‘Jessica Jones’ loses power in slow-moving second season

“Marvel’s Jessica Jones” brought a cool, film-noir-ish vibe to its first season, casting Krysten Ritter as the perpetually surly detective, whose superpowers are as much a curse as a blessing. The second, alas, grinds along so slowly as to significantly blunt its appeal, feeling less connected to its comic-book origins and more like an ABC drama where the protagonist occasionally puts her fist through a wall.

Granted, these Marvel series for Netflix are known for their slow burns, offering a grittier, darker, more realistic take on the company’s sprawling cinematic universe.
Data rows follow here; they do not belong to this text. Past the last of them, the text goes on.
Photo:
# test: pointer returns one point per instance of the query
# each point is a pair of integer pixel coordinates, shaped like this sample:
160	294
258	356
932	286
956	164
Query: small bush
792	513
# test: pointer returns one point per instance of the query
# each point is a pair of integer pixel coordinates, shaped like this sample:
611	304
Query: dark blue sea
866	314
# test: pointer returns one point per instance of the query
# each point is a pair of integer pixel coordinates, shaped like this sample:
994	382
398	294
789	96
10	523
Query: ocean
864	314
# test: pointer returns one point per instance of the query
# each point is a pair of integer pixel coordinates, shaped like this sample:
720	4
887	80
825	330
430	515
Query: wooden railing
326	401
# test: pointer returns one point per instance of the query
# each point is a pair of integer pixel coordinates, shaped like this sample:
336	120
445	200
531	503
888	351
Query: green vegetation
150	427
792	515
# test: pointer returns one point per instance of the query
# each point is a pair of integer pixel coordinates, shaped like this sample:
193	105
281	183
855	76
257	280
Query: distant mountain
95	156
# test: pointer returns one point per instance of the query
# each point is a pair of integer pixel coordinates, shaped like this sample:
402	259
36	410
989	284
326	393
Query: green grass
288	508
They are positioned as the anti-superhero shows thanks to their tone, and not merely because the title players tend to walk around in jeans and hoodies.
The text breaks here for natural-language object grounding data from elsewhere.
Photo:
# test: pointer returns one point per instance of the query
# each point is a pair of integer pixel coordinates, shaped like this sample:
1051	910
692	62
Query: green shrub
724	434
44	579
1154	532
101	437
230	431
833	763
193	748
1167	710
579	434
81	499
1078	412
Even so, where the first flight of “Jessica Jones” steadily built toward something — her inevitable faceoff with the mind-manipulating villain Kilgrave, incorporating a strong underlying streak about women dealing with the trauma of having been victimized that anticipated the #MeToo moment — relatively little happens during the first five episodes of season two.

Instead, Jessica embarks on a slow-moving quest to ascertain how she became the way she is. The problem is that the notion of a tormented superhero searching to grasp his or her identity is by now a familiar construct, having served as the Adamantium spine of Wolverine’s cinematic biography, for one, in the “X-Men” movies and sundry spinoffs.

Oh sure, there are subplots, including one involving Jessica’s sister Trish (Rachael Taylor). But that plays more like a drop-in from a different series, while lacking much stand-alone heft and falling short in terms of helping inform what’s going in with the main character as she grapples with the fallout from being publicly branded a super-powered menace.

The program does offer some promise with its new-character additions, including British actress Janet McTeer as a woman who holds clues about Jessica’s past. Yet again, patience will be required to see whether those assets — despite flashes of action and hints of larger revelations — begin to coalesce.

The result, initially, drops “Jessica Jones” from the top tier into the shallower end of the Marvel-Netflix gene pool, joining “Iron Fist” and “The Punisher.” At the very least, it feels like the producers are trying to tease out about six hours worth of story over 13, counting on binge-happy viewers to stick with them.

There’s nothing wrong with exploring the more mundane aspects of hero-hood, and Ritter remains a compelling presence. Somehow, though, “Jessica Jones'” second season has managed to take its intriguing heroine and make her, well, kind of boring.

“Marvel’s Jessica Jones” premieres March 8 on Netflix.